By John Eberhard
As I covered in a past article, Google is making some changes on April 21 whereby they will penalize any sites after that date that are not mobile friendly. What this means is that if your site is ranking well for certain keywords, and you are getting a certain amount of traffic from Google, that if your site is not mobile friendly by April 21 you could find that you don’t rank as well and your traffic from Google would decrease.
So, as a result many people are considering how to make their sites mobile friendly if they are not currently.
I want to advise everyone on a potential concern with making a change to a mobile friendly format. Specifically, if you have an HTML site now, meaning a site that is not in WordPress or another content management system (CMS), and where you page names end in htm or html, then changing to WordPress or another CMS as a means to make your site mobile friendly, could hurt your search engine rankings.
In other words, if you are ranking well for certain keywords now, and you have pages that end in htm or html, and you switch to say WordPress, your page yoururl.com/about.html, will now be yoururl.com/about/. In other words, all your page addresses will change. This means that all the links out there on the web that link to your pages (except for links to the home page) will now go nowhere. So you will lose a lot of link value, and as a result Google will lower your rankings.

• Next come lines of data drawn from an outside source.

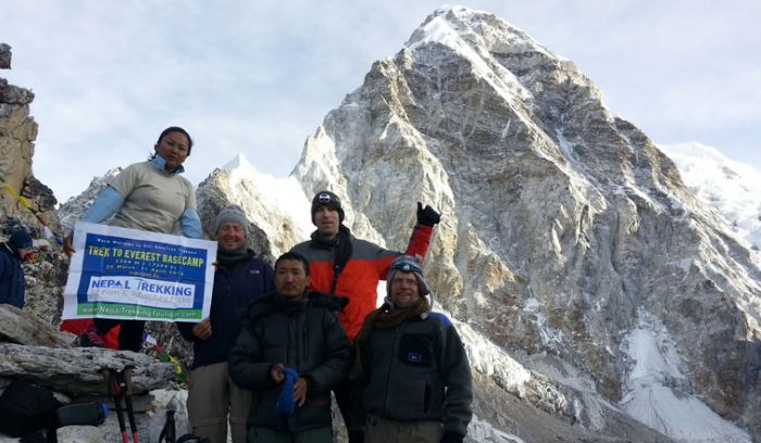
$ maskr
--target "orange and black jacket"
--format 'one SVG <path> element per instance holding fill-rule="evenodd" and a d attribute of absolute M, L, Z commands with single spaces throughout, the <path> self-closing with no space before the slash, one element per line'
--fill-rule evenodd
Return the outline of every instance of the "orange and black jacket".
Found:
<path fill-rule="evenodd" d="M 351 243 L 351 253 L 335 281 L 336 255 L 339 253 L 337 245 L 321 245 L 315 241 L 315 232 L 311 241 L 299 243 L 291 251 L 309 261 L 309 287 L 312 290 L 349 299 L 349 304 L 338 318 L 349 341 L 353 343 L 364 317 L 377 307 L 378 281 L 386 279 L 391 262 L 401 252 L 389 251 L 366 240 L 357 239 L 344 226 L 341 228 Z M 424 257 L 428 252 L 433 231 L 429 226 L 416 225 L 404 254 Z"/>

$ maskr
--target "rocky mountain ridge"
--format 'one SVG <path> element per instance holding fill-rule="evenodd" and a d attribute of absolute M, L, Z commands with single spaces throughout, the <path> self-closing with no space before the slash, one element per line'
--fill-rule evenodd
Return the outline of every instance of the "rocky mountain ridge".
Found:
<path fill-rule="evenodd" d="M 436 11 L 288 180 L 238 159 L 199 186 L 199 213 L 240 204 L 272 257 L 325 188 L 391 249 L 416 201 L 442 212 L 425 274 L 473 364 L 470 441 L 761 438 L 752 253 L 571 61 L 501 18 Z"/>

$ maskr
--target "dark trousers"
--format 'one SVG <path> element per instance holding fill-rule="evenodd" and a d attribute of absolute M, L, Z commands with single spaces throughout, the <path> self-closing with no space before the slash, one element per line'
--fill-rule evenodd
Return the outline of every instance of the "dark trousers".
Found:
<path fill-rule="evenodd" d="M 118 330 L 118 349 L 122 351 L 140 352 L 142 349 L 142 331 L 146 329 L 145 320 L 117 320 L 114 318 L 95 318 L 96 332 L 105 336 L 117 325 L 122 328 Z"/>

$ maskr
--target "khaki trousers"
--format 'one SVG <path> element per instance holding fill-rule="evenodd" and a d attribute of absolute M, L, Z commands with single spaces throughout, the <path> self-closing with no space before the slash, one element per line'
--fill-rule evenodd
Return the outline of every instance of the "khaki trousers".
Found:
<path fill-rule="evenodd" d="M 229 416 L 233 443 L 246 443 L 250 409 L 251 391 L 233 383 L 227 377 L 227 363 L 201 366 L 190 374 L 188 418 L 194 434 L 211 443 L 226 443 Z"/>
<path fill-rule="evenodd" d="M 396 421 L 370 416 L 364 443 L 438 443 L 441 435 L 440 421 Z"/>
<path fill-rule="evenodd" d="M 333 429 L 326 426 L 290 432 L 254 426 L 248 431 L 248 441 L 249 443 L 333 443 Z"/>

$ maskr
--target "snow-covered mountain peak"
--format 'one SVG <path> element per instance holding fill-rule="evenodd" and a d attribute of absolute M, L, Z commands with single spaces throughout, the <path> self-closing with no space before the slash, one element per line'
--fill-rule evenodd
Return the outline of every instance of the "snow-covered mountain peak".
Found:
<path fill-rule="evenodd" d="M 659 144 L 659 149 L 676 163 L 690 190 L 726 219 L 731 231 L 747 242 L 761 263 L 761 174 L 699 142 Z"/>

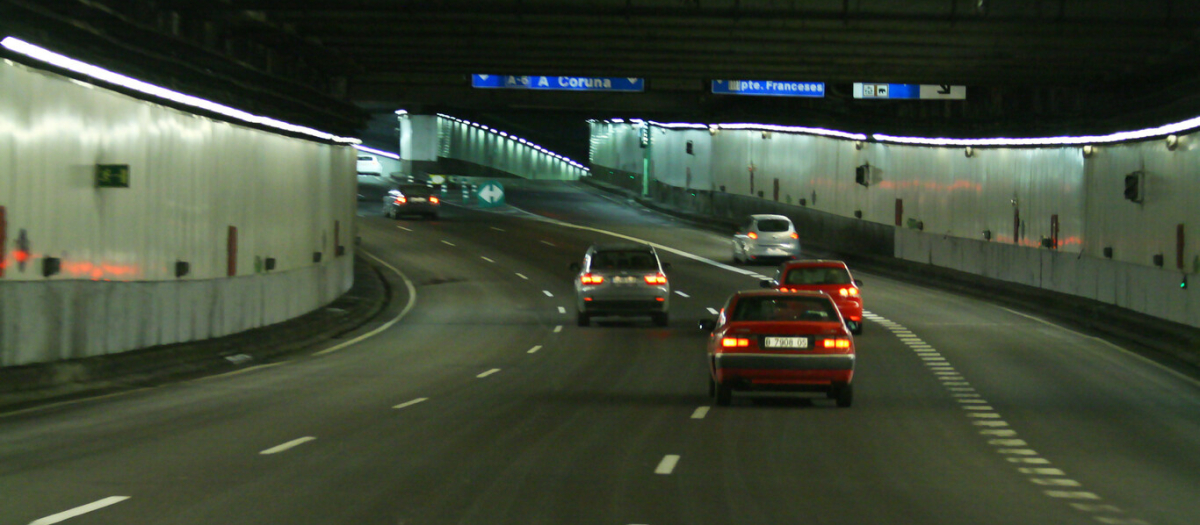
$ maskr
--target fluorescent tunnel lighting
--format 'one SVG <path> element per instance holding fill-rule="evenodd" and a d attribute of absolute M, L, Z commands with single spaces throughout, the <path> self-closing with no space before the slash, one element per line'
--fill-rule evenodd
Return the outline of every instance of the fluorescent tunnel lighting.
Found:
<path fill-rule="evenodd" d="M 244 122 L 250 122 L 259 126 L 265 126 L 275 129 L 286 131 L 289 133 L 299 133 L 322 140 L 331 140 L 342 144 L 359 144 L 361 140 L 350 137 L 338 137 L 331 133 L 325 133 L 323 131 L 317 131 L 311 127 L 298 126 L 294 123 L 288 123 L 282 120 L 271 119 L 269 116 L 253 115 L 240 109 L 234 109 L 228 105 L 218 104 L 212 101 L 194 97 L 191 95 L 185 95 L 178 91 L 172 91 L 162 86 L 157 86 L 146 82 L 142 82 L 131 77 L 126 77 L 120 73 L 115 73 L 102 67 L 92 66 L 86 62 L 72 59 L 70 56 L 60 55 L 49 49 L 34 46 L 20 38 L 5 37 L 0 40 L 0 46 L 22 55 L 29 56 L 34 60 L 38 60 L 49 64 L 55 67 L 61 67 L 67 71 L 79 73 L 84 77 L 92 78 L 96 80 L 106 82 L 109 84 L 119 85 L 121 88 L 137 91 L 143 95 L 149 95 L 152 97 L 162 98 L 166 101 L 174 102 L 180 105 L 186 105 L 191 108 L 203 109 L 205 111 L 216 113 L 218 115 L 224 115 L 230 119 L 236 119 Z"/>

So you will have taken an action (converting to mobile to avoid a Google penalty), that ended up getting you a different penalty (because you lost links).
I mention this potential problem because converting a site to WordPress is one typical and efficient way to make a site responsive (Not all WordPress sites are responsive but a WordPress site can be made responsive). But if you have an HTML site now, and you have some decent rankings, you could lose a lot of the value of those rankings if you convert to a WordPress format.
Is There a Solution?
Yes there is! An adaptive web design is where you set up a separate version of the web site, usually in a sub-folder, that is mobile friendly. Your current web site is untouched, except that some code is placed on the site that detects if the viewer is on a mobile device. If so they are redirected to the mobile version.
This method passes Google’s test for mobile compatibility, and you will not lose any rankings that you currently have.
Usually an adaptive web site does not have as many pages as your regular site (usually 10-15 pages), but it can have all of the same pages, if you have a large site.